Claims for workers’ compensation death benefits were accepted for 46 people in Oregon during 2004, according to numbers released last week. That was an increase from the 41 claims accepted in 2003 but below the average of 55 claims per year accepted during the 1990s.
During the 1980s Oregon averaged 81 accepted fatality claims per year. The record low was set in 2001, when 34 claims were accepted.
“From a historical standpoint the number of workplace fatalities in Oregon remains low,” said Cory Streisinger, director of the Department of Consumer & Business Services. “But high or low, the numbers represent men and women who died too soon. Employers, workers, and government need to keep focused on that fact and make workplace safety a priority each and every day.”
The most recent figures available show that Oregon’s overall rate of workplace injuries and illnesses stood at 5.6 incidents per 100 full-time workers during 2003, down from the 2002 rate of 6.0 incidents.

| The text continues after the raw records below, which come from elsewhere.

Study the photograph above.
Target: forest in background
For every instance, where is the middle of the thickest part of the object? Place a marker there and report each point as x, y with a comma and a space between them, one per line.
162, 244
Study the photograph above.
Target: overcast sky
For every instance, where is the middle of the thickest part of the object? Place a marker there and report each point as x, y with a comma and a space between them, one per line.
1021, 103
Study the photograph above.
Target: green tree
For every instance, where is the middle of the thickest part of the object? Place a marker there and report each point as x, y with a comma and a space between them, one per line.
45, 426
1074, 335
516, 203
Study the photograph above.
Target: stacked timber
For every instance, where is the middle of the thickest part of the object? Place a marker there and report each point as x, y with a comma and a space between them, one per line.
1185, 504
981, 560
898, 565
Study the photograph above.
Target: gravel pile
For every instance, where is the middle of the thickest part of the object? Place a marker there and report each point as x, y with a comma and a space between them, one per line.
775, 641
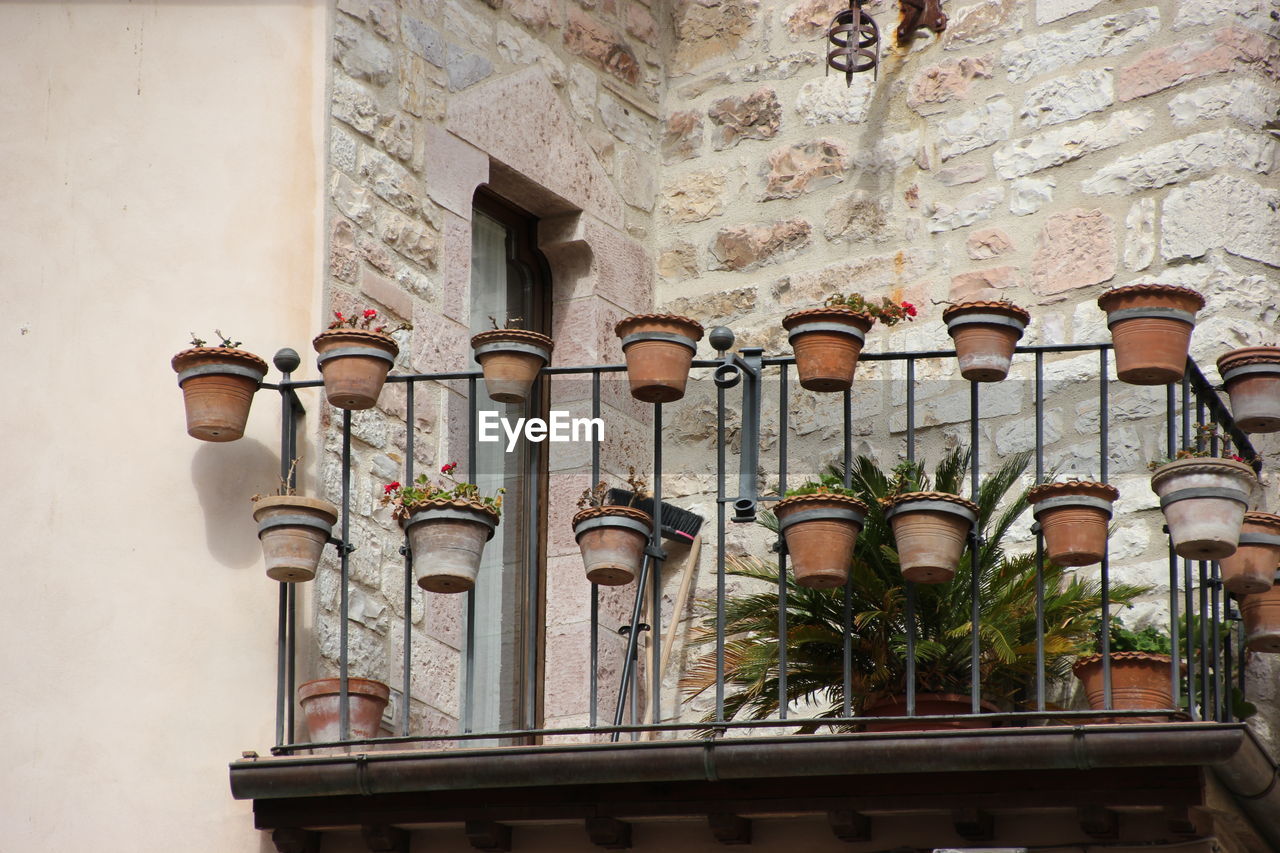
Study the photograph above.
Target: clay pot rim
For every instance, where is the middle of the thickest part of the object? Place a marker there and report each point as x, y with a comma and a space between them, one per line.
611, 510
277, 501
1088, 660
512, 336
906, 497
437, 503
359, 336
1248, 355
643, 319
836, 314
1202, 465
216, 354
1008, 309
355, 685
1150, 290
1091, 488
842, 500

The overall injury and illness rates encompass all workplace injuries and illnesses, including fatalities, that employers record and submit to the U.S. Bureau of Labor Statistics (BLS) when they are chosen to
participate in the bureau’s annual Survey of Occupational Injuries and Illnesses. The survey is not limited to incidents that result in workers’ comp claims.
* A total of 13 deaths – the largest single category of fatalities – involved on-road motor vehicle accidents.
* The oldest worker to die was a 71-year-old log truck driver whose semi truck overturned and hit a tree.
* The youngest worker was a 16-year-old laborer employed by a kennel who died when he was thrown off an ATV.